# Oxalis acid color change ?



## mrg (Jun 24, 2015)

The last pic just came out of oxalic acid, the others I was stripping paint and thought the OG color was straw ?, and the front fender I had stripped a while back was starting to rust so I thought the OA would take care of the rust but the paint came out alot lighter, wish I would have just kept stipped and no acid. did I leave it too long (over nite) or do some just do that (the black pin strip is almost gone also)


----------



## rideahiggins (Jun 24, 2015)

Looks like you left it too long and maybe from the bare metal looking spot the OA might not have been stirred up enough before use.


----------



## fordmike65 (Jun 24, 2015)

Yeah, I woulda left it a couple hours tops & kept checking it every so often...


----------



## vincev (Jun 24, 2015)

Maybe too long in the bath.I go about 7 hrs.


----------



## how (Jun 24, 2015)

thats why I dont use that stuff


----------



## rollfaster (Jun 24, 2015)

vincev said:


> Maybe too long in the bath.I go about 7 hrs.




And do listen to what he says, that roadmaster turned out fantastic.


----------



## bushb2004 (Jun 24, 2015)

OA works great, but like anything...you gotta be careful till you know how it works. But on a positive side, we all learn every day ( or should ) and that what makes us who we are.


----------



## mrg (Jun 24, 2015)

left some parts in all day and came out ok (maroon & cream) could only fit half the fender in the pan and left it in over nite, about the same length of time.


----------



## Freqman1 (Jun 24, 2015)

That front fender looks like it was house painted white which could account for the difference.
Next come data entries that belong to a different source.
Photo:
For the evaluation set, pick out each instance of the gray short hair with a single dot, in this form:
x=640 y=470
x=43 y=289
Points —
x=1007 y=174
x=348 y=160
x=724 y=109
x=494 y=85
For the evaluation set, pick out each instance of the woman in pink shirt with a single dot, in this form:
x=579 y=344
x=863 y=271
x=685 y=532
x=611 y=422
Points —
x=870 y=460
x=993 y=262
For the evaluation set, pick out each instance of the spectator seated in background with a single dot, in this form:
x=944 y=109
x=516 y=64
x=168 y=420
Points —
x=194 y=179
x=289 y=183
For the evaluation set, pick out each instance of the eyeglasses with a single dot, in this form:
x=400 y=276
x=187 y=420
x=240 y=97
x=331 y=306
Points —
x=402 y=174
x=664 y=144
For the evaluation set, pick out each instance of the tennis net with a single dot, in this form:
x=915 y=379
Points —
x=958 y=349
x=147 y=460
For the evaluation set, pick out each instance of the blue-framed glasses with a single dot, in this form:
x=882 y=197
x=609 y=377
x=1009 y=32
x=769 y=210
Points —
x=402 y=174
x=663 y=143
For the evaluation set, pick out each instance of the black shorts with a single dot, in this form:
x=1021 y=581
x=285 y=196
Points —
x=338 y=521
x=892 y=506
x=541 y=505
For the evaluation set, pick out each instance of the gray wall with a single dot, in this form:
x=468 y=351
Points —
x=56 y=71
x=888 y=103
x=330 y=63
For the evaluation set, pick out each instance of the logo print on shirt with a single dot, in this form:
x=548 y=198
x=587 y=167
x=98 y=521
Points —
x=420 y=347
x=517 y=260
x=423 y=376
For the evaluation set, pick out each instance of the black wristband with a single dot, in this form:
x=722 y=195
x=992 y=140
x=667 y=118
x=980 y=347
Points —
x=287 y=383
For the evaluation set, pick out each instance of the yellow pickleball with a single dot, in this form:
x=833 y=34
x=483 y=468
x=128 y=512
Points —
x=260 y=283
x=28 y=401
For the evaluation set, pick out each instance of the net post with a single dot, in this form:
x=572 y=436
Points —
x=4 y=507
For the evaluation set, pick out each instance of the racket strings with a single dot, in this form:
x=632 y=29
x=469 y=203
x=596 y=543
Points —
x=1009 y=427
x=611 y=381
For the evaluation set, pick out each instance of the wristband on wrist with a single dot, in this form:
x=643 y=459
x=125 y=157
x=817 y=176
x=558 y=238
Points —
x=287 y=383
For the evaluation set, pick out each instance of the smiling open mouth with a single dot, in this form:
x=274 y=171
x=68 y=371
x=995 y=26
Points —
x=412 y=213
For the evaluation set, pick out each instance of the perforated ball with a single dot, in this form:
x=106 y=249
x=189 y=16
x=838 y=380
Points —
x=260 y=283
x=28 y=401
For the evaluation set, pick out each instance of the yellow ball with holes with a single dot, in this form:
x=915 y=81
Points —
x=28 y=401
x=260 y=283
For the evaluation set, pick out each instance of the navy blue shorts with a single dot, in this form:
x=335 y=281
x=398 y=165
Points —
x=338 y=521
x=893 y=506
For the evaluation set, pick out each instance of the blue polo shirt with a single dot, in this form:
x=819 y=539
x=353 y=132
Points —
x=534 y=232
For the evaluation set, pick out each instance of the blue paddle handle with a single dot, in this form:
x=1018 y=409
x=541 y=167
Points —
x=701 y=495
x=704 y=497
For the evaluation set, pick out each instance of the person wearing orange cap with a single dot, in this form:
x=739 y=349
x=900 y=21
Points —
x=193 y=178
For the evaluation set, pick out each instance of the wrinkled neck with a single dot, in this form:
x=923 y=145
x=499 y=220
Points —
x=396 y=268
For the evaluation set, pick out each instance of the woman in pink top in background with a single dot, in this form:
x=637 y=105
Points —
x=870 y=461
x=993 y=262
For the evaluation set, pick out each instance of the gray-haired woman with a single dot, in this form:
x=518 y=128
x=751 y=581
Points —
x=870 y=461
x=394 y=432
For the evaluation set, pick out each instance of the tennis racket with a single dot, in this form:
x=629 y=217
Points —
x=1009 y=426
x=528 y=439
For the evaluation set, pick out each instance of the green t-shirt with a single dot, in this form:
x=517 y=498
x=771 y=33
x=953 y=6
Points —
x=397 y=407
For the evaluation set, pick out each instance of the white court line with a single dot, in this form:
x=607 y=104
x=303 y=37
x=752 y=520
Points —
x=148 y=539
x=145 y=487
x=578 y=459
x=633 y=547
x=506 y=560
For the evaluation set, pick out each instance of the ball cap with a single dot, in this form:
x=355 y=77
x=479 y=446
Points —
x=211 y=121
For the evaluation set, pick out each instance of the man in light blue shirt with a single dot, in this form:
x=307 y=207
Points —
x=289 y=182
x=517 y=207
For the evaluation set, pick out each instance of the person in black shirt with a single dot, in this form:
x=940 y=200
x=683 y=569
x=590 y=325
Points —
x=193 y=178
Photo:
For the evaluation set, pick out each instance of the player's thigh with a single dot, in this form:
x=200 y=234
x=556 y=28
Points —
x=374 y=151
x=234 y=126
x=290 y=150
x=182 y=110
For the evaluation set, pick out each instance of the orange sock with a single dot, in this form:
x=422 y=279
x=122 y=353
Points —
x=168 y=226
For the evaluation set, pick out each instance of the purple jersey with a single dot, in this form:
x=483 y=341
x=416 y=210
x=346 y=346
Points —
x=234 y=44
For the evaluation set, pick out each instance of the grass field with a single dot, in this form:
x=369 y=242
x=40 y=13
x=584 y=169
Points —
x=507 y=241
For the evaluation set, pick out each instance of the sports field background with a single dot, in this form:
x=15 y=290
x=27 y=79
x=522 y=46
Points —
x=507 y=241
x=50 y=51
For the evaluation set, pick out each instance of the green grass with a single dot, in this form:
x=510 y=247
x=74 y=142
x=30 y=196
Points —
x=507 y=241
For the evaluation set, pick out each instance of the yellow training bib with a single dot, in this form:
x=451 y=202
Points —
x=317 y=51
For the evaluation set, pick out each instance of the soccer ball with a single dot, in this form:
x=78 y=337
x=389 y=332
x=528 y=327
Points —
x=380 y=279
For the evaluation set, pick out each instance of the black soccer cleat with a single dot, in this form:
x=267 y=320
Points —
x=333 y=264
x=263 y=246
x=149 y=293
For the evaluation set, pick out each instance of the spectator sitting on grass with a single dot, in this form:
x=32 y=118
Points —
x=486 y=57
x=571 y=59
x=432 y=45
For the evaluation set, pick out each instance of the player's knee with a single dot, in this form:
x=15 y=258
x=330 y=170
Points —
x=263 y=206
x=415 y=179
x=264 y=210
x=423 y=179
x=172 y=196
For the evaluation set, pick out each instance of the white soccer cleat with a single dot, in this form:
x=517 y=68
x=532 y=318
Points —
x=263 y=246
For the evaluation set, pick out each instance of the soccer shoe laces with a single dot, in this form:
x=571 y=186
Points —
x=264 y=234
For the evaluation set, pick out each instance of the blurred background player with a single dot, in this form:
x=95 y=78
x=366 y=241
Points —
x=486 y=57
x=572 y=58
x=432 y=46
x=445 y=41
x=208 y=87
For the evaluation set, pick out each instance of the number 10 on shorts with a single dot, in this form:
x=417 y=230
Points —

V/r Shawn


----------



## mrg (Jun 24, 2015)

no the whole fender looked like it does on the right after I stripped old red paint off the whole thing, then only soaked the front half in the acid, it turned it whiter and took off the black strip also, I think I just left it in too long(over nite) although the colson tank was in all day and did not change color ?


----------